Integrating Genetic and Environmental Information in Clinical Research

The risks posed by exposure to chemical and environmental agents are related to the level of exposure, the intrinsic potency of the agent, and the susceptibility of the person exposed. In general, the highest exposures are in patients receiving potent drugs or radiation as medical treatments and in workers manufacturing or cleaning up chemicals in various operations. Therefore, it is logical and efficient to investigate potential risks to human health in patients and in workers with known exposures to specific agents. Studies of risks to the general population from contamination of groundwater or from air pollution, consumer products, or hazardous waste sites are far more difficult to conduct because the levels of exposure are typically much lower and thus the likelihood of identifying adverse effects is significantly reduced. In addition, although chemical exposures may cause immediate toxicity to the skin, eyes, lungs, heart, liver, nervous system, reproductive organs, or other target sites in the body, some effects may be unrecognized at first, including mutations in specific genes that may eventually lead to cancer or birth defects. Repeated exposures at relatively low doses also may have cumulative toxic effects that are difficult to identify. The challenge of establishing that impairment of brain function can result from lead exposure, for example, illustrates the difficulty of assessing the role of chronic, low-level environmental exposures in disease.

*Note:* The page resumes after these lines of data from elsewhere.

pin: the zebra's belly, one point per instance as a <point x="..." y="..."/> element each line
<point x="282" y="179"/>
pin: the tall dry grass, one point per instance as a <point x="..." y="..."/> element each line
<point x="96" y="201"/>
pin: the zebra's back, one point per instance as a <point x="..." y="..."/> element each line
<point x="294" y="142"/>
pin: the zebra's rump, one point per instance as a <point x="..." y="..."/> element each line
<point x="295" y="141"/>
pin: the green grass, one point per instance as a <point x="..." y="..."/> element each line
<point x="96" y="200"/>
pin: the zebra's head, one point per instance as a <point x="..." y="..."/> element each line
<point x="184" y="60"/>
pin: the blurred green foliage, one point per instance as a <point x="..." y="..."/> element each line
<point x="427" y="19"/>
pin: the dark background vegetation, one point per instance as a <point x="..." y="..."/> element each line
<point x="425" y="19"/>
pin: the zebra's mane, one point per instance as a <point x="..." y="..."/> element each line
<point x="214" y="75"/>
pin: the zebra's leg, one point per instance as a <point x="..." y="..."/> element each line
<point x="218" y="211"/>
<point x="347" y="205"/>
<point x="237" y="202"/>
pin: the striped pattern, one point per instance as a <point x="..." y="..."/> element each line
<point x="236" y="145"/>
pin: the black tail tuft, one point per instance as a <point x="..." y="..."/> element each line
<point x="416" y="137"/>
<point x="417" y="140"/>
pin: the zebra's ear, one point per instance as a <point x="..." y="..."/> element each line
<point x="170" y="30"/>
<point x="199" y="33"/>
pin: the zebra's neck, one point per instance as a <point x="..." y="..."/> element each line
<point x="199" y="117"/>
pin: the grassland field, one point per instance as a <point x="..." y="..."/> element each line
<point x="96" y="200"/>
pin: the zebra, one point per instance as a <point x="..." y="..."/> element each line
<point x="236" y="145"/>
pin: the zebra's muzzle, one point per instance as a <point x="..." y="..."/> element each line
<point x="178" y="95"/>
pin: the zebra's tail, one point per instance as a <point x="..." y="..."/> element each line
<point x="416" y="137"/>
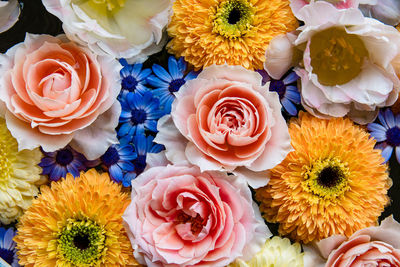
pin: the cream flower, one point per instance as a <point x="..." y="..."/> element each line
<point x="347" y="62"/>
<point x="19" y="175"/>
<point x="9" y="13"/>
<point x="276" y="252"/>
<point x="131" y="29"/>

These considerations highlight the importance of ecogenetic research combining careful exposure-assessment studies with investigations of genetic influences on disease. Such a multidisciplinary approach is being explored in a coordinated manner through the Environmental Genome Project (EGP), a research initiative supported by the National Institute of Environmental Health Sciences, a component of the National Institutes of Health. The goals of the EGP are to: (1) identify some of the more common genetic differences between individuals that appear to affect response to environmental hazards; (2) conduct epidemiological studies investigating the role of gene-environment interactions in the development of common diseases like asthma, cancer, and heart disease; and (3) promote the use of information regarding gene-environment interactions in public health initiatives.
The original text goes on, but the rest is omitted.